TORINO – Una società che cambia, impoverita, e dove la famiglia tradizionale è a rischio di “estinzione”. Il nuovo Piano Casa 2009-2010, approvato a fine anno (ma non senza polemiche), ha voluto rispondere al problema casa con strumenti nuovi. Non più solo case popolari, ma housing sociale. Una soluzione che ha creato non poco malumore da parte della minoranza. “Il Piano Casa risponde all’esigenza di affrontare il problema casa con strumenti nuovi, a fronte del profondo mutamento della società italiana; – spiegano da Palazzo Civico – ceti che prima apparivano esenti da criticità oggi si trovano a difendere con difficoltà il proprio diritto all’abitazione. La risposta offerta dalla ‘casa popolare’ oggi non è più sufficiente e il Piano casa, presentato dall’assessore alle Politiche per la Casa Roberto Tricarico, offre numerose alternative e strumenti innovativi per rispondere in modo adeguato ai diversi casi che si presentano negli uffici di via Corte d’Appello”.

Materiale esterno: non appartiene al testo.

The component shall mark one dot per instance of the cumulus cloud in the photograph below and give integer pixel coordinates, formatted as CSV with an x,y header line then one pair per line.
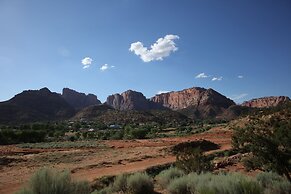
x,y
87,61
239,96
216,78
201,75
64,52
162,48
162,91
106,67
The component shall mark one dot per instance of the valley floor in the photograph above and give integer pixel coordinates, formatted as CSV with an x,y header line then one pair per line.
x,y
112,157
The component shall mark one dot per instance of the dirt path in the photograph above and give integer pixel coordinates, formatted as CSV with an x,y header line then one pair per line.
x,y
121,156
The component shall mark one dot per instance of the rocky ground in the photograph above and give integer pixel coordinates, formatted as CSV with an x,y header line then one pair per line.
x,y
112,157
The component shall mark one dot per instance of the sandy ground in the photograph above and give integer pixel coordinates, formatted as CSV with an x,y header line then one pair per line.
x,y
119,156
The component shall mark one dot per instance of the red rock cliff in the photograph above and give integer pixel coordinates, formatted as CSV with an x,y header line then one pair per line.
x,y
266,101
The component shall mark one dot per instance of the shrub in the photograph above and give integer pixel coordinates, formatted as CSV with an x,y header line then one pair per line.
x,y
268,139
193,160
273,183
214,184
179,185
120,183
46,181
166,176
140,183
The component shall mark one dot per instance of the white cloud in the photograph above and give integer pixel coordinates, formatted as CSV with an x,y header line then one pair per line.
x,y
87,61
106,67
201,75
239,96
160,49
216,79
64,52
162,91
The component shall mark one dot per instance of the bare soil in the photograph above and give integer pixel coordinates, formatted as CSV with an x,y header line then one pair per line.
x,y
119,156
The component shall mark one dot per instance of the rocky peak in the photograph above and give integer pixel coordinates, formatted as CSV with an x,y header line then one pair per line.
x,y
128,100
266,101
79,100
195,96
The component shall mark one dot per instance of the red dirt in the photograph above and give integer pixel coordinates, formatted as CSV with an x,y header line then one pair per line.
x,y
88,164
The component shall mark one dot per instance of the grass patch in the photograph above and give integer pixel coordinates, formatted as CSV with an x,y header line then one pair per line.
x,y
64,144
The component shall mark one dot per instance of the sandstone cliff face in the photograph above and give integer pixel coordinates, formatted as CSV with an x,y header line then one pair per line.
x,y
35,105
266,101
79,100
129,100
192,97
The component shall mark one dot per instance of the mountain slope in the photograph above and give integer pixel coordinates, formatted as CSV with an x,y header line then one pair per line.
x,y
79,100
266,102
35,105
195,102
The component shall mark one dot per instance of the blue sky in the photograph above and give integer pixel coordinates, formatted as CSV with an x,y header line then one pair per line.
x,y
43,43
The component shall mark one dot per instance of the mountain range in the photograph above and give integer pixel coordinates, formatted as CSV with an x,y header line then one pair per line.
x,y
191,103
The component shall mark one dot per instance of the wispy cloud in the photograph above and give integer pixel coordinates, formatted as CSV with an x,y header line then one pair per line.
x,y
106,67
162,48
239,96
216,78
201,75
162,91
64,52
87,61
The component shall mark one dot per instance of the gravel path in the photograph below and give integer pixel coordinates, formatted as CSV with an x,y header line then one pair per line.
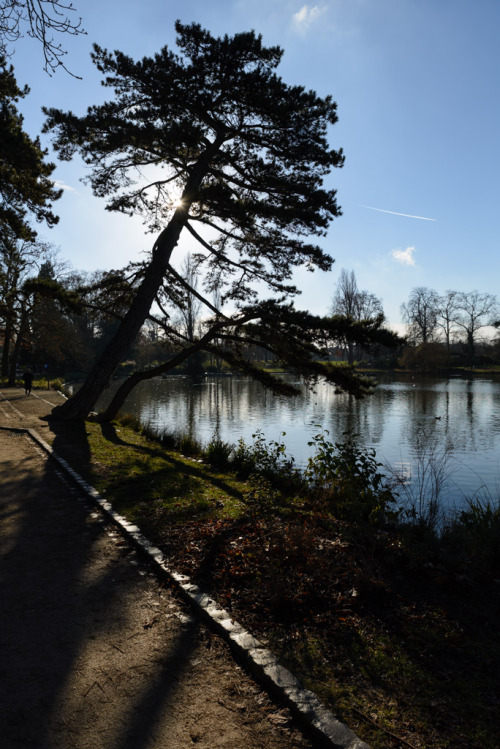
x,y
94,650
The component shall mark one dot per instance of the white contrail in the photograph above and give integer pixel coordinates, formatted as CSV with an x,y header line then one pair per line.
x,y
395,213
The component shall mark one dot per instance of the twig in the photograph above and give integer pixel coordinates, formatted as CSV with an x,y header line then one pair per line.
x,y
92,686
381,728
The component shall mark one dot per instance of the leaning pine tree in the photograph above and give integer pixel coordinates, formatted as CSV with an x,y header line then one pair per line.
x,y
236,159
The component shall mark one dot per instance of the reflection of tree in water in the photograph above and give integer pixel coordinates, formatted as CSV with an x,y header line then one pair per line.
x,y
364,418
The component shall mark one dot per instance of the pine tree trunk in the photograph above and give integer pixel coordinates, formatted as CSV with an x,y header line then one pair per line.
x,y
123,391
6,349
79,406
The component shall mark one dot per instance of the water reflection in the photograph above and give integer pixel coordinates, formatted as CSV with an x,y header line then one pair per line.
x,y
458,415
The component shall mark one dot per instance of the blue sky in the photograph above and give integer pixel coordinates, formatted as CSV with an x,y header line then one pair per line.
x,y
417,88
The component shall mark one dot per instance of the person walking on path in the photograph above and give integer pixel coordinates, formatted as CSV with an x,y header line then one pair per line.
x,y
28,381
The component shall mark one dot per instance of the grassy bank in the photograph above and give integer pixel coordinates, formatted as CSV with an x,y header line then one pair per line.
x,y
393,624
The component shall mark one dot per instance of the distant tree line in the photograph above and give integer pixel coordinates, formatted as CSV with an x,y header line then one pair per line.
x,y
441,330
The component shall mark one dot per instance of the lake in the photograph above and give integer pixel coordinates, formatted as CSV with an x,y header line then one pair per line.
x,y
455,420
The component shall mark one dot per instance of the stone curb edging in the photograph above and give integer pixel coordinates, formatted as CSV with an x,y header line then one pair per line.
x,y
281,683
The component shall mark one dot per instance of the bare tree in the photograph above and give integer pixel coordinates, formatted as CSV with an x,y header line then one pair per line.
x,y
475,310
357,305
40,19
446,311
420,314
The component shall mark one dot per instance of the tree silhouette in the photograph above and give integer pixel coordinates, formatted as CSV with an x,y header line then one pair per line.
x,y
212,143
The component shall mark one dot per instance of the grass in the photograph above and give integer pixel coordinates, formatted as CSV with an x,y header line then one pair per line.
x,y
395,627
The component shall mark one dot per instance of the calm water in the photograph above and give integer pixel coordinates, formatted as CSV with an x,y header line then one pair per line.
x,y
456,415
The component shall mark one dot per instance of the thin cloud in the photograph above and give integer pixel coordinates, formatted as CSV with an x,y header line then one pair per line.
x,y
405,257
306,15
63,186
396,213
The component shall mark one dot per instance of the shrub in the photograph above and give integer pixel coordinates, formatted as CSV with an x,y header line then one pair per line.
x,y
218,453
347,478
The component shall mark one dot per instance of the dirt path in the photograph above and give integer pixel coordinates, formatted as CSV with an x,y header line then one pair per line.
x,y
94,650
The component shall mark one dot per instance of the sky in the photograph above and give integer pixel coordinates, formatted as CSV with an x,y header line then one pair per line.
x,y
417,88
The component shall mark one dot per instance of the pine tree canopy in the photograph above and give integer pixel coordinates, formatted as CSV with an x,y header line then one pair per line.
x,y
214,133
211,140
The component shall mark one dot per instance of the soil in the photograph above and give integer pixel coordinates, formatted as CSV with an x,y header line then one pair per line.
x,y
95,650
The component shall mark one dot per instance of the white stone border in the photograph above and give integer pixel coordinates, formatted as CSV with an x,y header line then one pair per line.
x,y
280,683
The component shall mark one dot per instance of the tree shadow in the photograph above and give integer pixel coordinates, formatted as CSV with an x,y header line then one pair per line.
x,y
51,609
110,433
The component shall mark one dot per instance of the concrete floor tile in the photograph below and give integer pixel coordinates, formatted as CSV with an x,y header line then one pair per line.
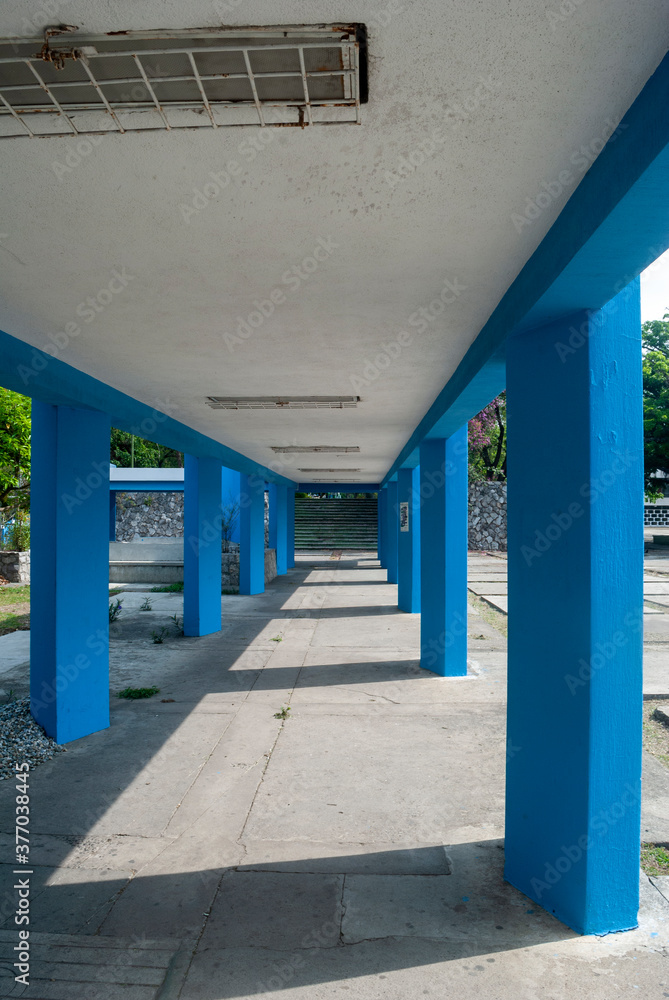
x,y
275,910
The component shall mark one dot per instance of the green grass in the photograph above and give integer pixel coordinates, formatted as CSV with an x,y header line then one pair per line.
x,y
14,595
655,859
14,609
134,693
491,615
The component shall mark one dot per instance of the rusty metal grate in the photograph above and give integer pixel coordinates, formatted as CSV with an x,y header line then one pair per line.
x,y
138,81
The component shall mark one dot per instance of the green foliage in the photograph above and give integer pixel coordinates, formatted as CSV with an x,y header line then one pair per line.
x,y
17,538
14,451
128,450
115,609
655,341
487,442
134,693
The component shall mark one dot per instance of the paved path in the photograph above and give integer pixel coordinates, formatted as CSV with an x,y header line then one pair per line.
x,y
203,849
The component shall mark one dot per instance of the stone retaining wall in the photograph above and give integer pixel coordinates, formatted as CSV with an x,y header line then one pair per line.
x,y
15,566
142,515
487,516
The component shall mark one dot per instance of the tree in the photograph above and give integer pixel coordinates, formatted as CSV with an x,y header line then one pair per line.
x,y
14,453
655,346
128,450
487,441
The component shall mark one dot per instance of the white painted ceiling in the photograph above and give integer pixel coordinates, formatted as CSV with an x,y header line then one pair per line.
x,y
551,83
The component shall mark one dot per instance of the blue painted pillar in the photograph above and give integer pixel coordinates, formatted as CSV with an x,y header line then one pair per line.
x,y
278,525
408,540
381,500
391,530
443,554
230,501
112,515
202,545
252,535
575,536
69,522
290,520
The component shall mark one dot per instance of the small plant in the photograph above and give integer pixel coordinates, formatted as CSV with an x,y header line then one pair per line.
x,y
655,859
134,693
115,609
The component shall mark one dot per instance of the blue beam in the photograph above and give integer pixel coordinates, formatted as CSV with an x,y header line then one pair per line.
x,y
147,485
615,224
408,544
443,556
69,520
337,487
252,535
575,530
202,546
278,526
35,373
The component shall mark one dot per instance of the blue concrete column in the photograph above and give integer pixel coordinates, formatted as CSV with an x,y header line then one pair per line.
x,y
575,537
290,521
112,515
391,530
230,488
202,545
443,554
408,540
69,523
278,525
381,500
252,535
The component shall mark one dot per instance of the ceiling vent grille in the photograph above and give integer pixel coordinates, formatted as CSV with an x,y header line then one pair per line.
x,y
134,81
330,449
282,402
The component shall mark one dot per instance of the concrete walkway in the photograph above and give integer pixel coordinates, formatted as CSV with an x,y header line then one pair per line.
x,y
203,849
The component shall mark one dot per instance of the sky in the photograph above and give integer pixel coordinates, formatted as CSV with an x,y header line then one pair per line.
x,y
655,289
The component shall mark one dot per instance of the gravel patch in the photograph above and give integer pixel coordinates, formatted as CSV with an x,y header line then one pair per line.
x,y
22,739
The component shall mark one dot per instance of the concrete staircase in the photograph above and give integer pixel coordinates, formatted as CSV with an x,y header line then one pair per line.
x,y
349,523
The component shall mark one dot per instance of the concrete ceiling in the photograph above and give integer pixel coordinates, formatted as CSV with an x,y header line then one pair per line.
x,y
510,92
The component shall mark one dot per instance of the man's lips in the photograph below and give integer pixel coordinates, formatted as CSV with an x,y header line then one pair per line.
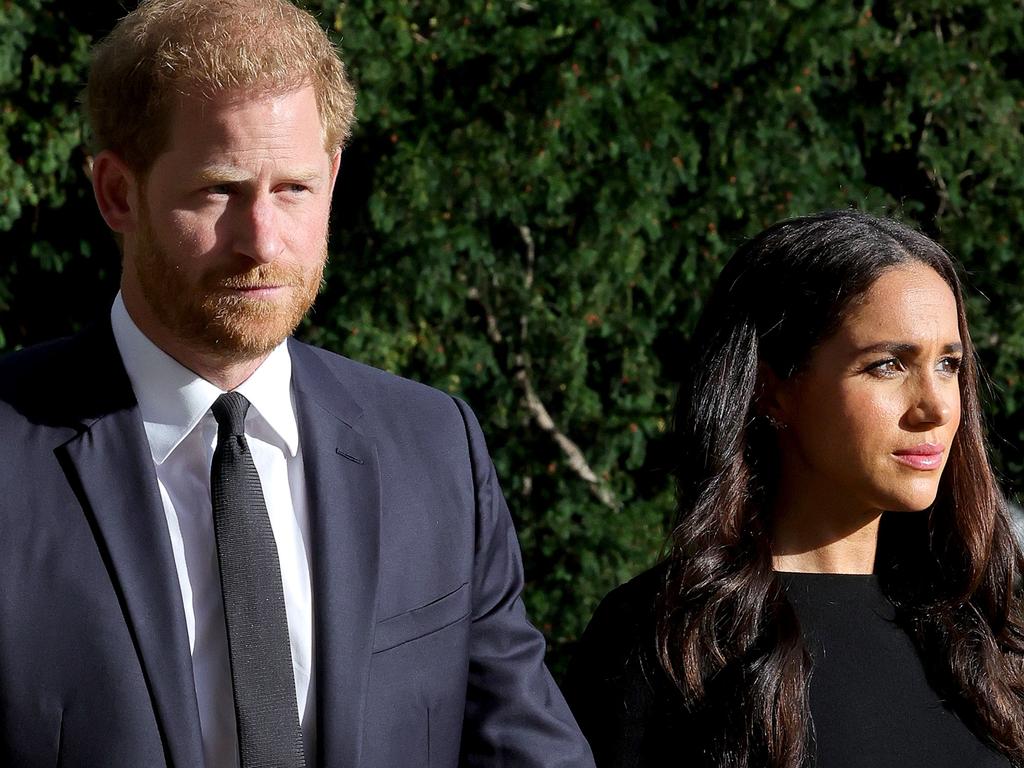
x,y
925,457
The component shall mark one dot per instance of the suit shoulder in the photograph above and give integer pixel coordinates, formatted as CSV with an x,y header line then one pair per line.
x,y
35,363
387,393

I dati – A Torino le case in affitto sono il 45%, il 19% in Italia, a fronte del 55% in Germania, del 38% in Francia e del 31% nel Regno Unito. Le abitazioni sociali in Italia sono il 4%, contro il 21% d’Oltremanica e il 18% della Francia. Il numero di abitazioni costruite con finanziamenti pubblici è sceso dalle 35 mila dell’85 alle 2.000 del 2004. Nel 2006 sono stati accesi 404.276 mutui per l’acquisto della casa. Nel 2007 è cresciuto del 7%o il numero di famiglie in difficoltà nel pagamento dei mutui. L’incidenza della spesa per il social housing è scesa in Italia sotto l’1% del Pil, contro il 2% della Francia e il 3 di Paesi come Svezia, Olanda e Regno Unito. Queste le premesse per una maggiore comprensione del problema casa in Italia e a Torino.
Il Piano Casa – Prevede oltre ad un incremento nel biennio di circa mille nuove abitazioni Erp (delle quali 300 reperite nel mercato privato e le restanti costruite ex novo su aree comunali dagli stessi uffici tecnici del Comune o dall’Atc), due nuovi alberghi sociali, in via Ivrea e in piazza della Repubblica, pronti entro il 2010. Prevista anche la costruzione delle tre nuove strutture collettive sociali: circa 500 posti per l’emergenza abitativa, per offrire soluzioni temporanee a coloro (stranieri e non) che siano in attesa di una stabilità abitativa. “Di particolare importanza anche l’applicazione della variante n°37 del Piano regolatore. – spiegano in Comune – Una variante adottata nel 2001 che prevede per interventi di ristrutturazione urbanistica o nuovo impianto superiori ai 4000 metri quadrati di slp di destinare il 10 percento della superficie eccedente a edilizia residenziale pubblica, percentuale sulla quale la città ha diritto di opzione all’acquisto”. Un modo per garantire il mix sociale senza creare quartieri “ghetto”. Previsti acquisti per circa 62 milioni di euro; 300 gli alloggi comprati nel biennio che sta terminando, altrettanti nel nuovo Piano. “Un risultato – ha dichiarato l’assessore Tricarico – ottenuto grazie alla grande mole di lavoro che ci ha consentito di vincere i bandi regionali e nazionali”.
Tra le novità del Piano, un’attenzione particolare alle persone sole e alle famiglie con un solo genitore, alle nuove famiglie in formazione e ai giovani. Tra gli esperimenti di mix sociale, l’opportunità per gli anziani che abitano alloggi popolari di subaffittare una stanza a uno studente, ricavandone un reddito utile a sostenere il costo dell’affitto. Infine, le contestate residenze collettive sociali: via Zandonai e via Somalia, e la trasformazione dello stabile di via Paganini 30, attualmente occupato da rifugiati politici, in un condominio sociale, alla cui realizzazione potranno partecipare gli stessi occupanti.